Enviada em 02/05/2025

A partir da teoria do “Contrato Social” do filósofo inglês Thomas Hobbes, é dever do Estado garantir os serviços necessários para o bem-estar da população. Com isso, entende-se que o país deve oferecer plenas condições de equilíbrio socioambiental, uma vez que o mesmo está intrinsecamente ligado à qualidade de vida.

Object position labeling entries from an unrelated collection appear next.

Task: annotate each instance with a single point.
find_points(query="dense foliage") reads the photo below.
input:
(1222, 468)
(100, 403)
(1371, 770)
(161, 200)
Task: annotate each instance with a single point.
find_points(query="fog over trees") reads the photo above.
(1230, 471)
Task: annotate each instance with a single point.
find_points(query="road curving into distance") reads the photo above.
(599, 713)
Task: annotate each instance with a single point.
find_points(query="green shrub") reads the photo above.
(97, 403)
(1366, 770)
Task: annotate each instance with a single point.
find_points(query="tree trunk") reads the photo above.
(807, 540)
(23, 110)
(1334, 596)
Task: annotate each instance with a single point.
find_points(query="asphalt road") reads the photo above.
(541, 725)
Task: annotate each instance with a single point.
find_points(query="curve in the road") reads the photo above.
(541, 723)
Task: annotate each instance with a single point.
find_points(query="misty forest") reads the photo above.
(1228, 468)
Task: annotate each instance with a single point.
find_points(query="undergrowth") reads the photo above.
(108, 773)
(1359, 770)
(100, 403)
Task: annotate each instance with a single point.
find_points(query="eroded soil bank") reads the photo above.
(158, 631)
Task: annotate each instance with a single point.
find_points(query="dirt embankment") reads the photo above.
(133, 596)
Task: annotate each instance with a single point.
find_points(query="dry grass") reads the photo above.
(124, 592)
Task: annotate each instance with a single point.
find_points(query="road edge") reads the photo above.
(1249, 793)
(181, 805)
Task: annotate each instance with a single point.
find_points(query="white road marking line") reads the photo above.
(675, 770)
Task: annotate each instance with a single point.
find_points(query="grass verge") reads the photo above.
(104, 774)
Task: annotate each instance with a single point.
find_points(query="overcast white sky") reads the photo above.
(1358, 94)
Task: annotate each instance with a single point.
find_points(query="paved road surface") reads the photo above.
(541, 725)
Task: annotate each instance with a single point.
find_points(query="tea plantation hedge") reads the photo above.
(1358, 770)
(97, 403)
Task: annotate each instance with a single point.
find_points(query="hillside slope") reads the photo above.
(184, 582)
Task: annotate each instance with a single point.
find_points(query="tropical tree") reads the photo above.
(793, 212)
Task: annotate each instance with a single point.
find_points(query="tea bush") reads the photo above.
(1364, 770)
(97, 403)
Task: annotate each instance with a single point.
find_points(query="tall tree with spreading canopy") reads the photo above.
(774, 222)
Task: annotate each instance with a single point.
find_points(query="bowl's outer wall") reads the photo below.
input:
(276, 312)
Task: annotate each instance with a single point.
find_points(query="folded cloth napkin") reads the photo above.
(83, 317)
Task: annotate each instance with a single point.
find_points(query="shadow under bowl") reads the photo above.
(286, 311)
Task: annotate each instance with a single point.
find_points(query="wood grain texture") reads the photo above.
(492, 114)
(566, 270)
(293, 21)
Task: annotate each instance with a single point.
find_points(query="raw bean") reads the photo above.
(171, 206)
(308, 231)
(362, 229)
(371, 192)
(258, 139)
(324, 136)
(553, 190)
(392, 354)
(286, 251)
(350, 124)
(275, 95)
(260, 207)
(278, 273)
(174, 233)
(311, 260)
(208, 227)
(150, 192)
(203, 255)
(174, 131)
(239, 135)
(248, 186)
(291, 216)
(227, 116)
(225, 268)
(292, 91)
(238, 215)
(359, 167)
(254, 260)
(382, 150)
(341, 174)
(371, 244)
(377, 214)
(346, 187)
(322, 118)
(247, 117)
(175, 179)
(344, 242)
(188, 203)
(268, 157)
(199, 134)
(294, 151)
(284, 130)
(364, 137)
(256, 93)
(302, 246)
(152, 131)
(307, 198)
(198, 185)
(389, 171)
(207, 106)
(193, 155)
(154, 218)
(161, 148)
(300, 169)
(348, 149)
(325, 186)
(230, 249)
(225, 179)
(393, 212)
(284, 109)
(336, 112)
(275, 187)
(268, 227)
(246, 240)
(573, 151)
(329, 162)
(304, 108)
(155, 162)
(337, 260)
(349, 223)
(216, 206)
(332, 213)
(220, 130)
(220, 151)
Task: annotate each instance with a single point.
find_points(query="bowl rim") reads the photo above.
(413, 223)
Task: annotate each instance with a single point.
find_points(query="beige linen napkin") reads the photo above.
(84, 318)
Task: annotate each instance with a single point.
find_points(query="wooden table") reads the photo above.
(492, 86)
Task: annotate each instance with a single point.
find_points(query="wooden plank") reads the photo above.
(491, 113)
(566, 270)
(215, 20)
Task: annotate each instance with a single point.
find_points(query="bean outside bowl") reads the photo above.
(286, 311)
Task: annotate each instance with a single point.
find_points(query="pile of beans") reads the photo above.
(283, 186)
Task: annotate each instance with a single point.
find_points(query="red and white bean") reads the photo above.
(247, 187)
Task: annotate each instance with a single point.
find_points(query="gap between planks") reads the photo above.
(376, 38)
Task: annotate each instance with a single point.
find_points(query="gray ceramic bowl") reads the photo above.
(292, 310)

Teoria à parte, fica claro que isso não é comprovado na realidade brasileira, pois as enchentes, deslizamentos de terra, inundações e alagamentos se caracterizam como grandes problemáticas.

Primeiramente, a respeito das consequências das chuvas fortes, entende-se que dois grandes óbices são: a impermeabilização do solo e a ocupação de áreas inapropiadas. Outrossim, esses problemas se tornam grandes impasses porque, se em nosso país não há planejamento urbano adequado, os cidadãos ficam reféns das tragédias causadas por esses desastres naturais. Nesse sentido, pode-se observar a seriedade desse desequilíbrio no âmbito nacional quando todos os anos há notícias sobre tragédias causadas por chuvas fortes, especialmente nas regiões Sudeste e Nordeste.

Além disso, como garante Thomas Hobbes em sua teoria, é dever do Estado proteger os cidadãos - pois os mesmos deixam seus interesses individuais de lado para que haja harmonia e possam ser regidos por uma organização político-administrativa de sua confiança. Diante disso, é importante que além de criar projetos de lei mais eficazes para garantir os direitos fundamentais dos cidadãos brasileiros, esses sejam colocados em prática. Dessa maneira, faz-se necessário destacar a necessidade de investimentos por parte dos governantes em políticas públicas que visem o planejamento urbano.

Portanto, para que o cenário descrito por Thomas Hobbes se torne efetivo, cabe ao Estado e empresas privadas incorporar novas tecnologias para drenar melhor a água: como calçamentos que não sejam impermeáveis, além disso, também é preciso potencializar o planejamento urbano, para que cidades cresçam de maneira ordenada. A fim de que, por meio de projetos de lei, divulgação de informações e reuniões políticas, se consiga uma melhor qualidade e vida para todos os brasileiros, sobretudo, aqueles que são vítimas de desastres naturais.